Unlike humans, mosquitoes don't have X and Y chromosomes. Instead, they have identical regions of DNA that get translated into different proteins—a regulated process called differential splicing—and those proteins determine whether the mosquito grows up to be a male or a female. Oxitec scientists piggybacked off this natural mechanism by sticking their antibiotic-or-death construct onto that region, where it also got spliced into two different forms: one that worked like it should, in females, and one that was broken, in males. Which means that only the males survive.
It also means Oxitec can release a lot fewer mosquitoes, because those male offspring go on and mate themselves, further reducing the pest population. Unlike a gene drive though, the modification is still inherited in Mendelian fashion, so it eventually disappears from the environment, about 10 generations after the last release. In May, the company launched its first open field trial of this second generation Aedes aegypti mosquito in Indaiatuba, Brazil.

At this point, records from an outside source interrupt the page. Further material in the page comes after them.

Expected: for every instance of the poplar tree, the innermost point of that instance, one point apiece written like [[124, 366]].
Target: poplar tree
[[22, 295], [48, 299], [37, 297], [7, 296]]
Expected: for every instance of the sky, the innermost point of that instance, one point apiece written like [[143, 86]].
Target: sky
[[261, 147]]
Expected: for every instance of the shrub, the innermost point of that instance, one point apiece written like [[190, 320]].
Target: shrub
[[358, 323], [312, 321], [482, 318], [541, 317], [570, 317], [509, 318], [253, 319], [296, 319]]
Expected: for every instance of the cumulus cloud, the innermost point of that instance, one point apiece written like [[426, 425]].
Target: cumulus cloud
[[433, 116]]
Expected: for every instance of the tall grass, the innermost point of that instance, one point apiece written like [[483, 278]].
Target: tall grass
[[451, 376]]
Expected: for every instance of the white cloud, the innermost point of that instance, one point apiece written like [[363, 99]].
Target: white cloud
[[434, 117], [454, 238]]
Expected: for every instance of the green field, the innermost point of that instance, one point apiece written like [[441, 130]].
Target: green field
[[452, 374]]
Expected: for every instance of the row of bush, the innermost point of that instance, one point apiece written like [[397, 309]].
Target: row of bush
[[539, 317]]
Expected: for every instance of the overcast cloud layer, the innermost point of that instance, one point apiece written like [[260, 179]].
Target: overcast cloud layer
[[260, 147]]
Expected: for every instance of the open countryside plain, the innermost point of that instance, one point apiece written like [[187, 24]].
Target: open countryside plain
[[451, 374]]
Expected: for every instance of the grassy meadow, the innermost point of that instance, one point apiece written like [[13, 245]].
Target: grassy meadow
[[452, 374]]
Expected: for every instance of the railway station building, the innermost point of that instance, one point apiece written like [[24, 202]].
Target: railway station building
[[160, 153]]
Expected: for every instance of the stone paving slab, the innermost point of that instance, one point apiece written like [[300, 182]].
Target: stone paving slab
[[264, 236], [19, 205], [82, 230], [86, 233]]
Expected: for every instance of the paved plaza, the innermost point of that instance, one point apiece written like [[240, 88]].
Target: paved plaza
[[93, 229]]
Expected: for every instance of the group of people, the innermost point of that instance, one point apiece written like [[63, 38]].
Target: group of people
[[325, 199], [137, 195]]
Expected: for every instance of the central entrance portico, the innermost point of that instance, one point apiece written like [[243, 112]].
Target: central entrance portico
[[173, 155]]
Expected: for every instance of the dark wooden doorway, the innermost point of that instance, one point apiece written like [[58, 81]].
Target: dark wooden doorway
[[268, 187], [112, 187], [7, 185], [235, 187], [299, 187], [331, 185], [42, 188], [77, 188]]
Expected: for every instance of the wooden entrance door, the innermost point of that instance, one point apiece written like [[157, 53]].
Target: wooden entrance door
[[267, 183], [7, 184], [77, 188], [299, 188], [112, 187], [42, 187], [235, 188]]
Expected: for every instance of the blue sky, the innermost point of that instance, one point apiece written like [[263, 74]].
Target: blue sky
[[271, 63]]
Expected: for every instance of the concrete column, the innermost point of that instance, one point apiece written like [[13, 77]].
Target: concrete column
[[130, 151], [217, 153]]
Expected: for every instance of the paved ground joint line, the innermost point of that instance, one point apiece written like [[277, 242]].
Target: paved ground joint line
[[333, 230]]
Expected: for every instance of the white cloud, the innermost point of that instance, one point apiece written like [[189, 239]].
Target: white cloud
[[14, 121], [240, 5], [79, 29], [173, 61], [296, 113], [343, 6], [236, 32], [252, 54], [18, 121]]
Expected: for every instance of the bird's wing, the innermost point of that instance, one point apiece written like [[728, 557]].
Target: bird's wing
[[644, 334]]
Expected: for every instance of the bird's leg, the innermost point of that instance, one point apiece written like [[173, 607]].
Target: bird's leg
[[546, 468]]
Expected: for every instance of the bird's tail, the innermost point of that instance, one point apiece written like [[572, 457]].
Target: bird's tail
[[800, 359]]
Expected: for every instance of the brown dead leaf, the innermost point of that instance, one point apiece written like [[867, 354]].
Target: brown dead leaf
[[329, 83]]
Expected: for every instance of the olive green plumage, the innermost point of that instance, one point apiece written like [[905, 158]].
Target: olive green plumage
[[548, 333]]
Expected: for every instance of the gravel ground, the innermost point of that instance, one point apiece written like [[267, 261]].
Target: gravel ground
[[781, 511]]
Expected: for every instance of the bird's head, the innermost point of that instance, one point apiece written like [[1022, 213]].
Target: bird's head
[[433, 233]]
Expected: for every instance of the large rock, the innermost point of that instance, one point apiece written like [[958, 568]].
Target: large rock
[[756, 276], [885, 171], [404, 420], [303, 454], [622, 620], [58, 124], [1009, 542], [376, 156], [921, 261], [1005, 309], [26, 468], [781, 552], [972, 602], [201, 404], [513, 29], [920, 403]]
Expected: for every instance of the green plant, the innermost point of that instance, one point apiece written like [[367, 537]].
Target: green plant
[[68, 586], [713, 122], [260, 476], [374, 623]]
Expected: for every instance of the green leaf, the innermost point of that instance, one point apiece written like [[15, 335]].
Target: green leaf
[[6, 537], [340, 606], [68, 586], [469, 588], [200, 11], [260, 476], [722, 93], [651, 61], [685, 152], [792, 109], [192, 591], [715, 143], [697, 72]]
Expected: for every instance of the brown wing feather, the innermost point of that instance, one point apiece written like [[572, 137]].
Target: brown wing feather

That's the tech that Oxitec plans on developing for the malaria-carrying Anopheles albimanus. But it's not a simple interspecies plug and play. Their scientists don't really know where the American insect keeps its sex determination machinery. Or how best to turn it to their own advantage. "The mosquito family never ceases to surprise me," says Oxitec's chief scientific officer, Simon Warner. "They're very ancient animals and their diversity is huge. So we're relying on nature to actually tell us the answer."
Warner's team of about 15 will start by randomly inserting their self-limiting gene construct into Anopheles albimanus embryos raised on tetracycline. Then they'll take them off the antibiotic diet and select for the lines where only the females die. They'll do that a few hundred times until they find ones that work. Then they'll sequence their DNA to see where the gene inserted and run tests for multiple generations to see how the trait gets passed down. In two and a half years they hope to have a line ready to be released into the open. Then it will be up to the countries in Central America and the Caribbean to decide if they want them.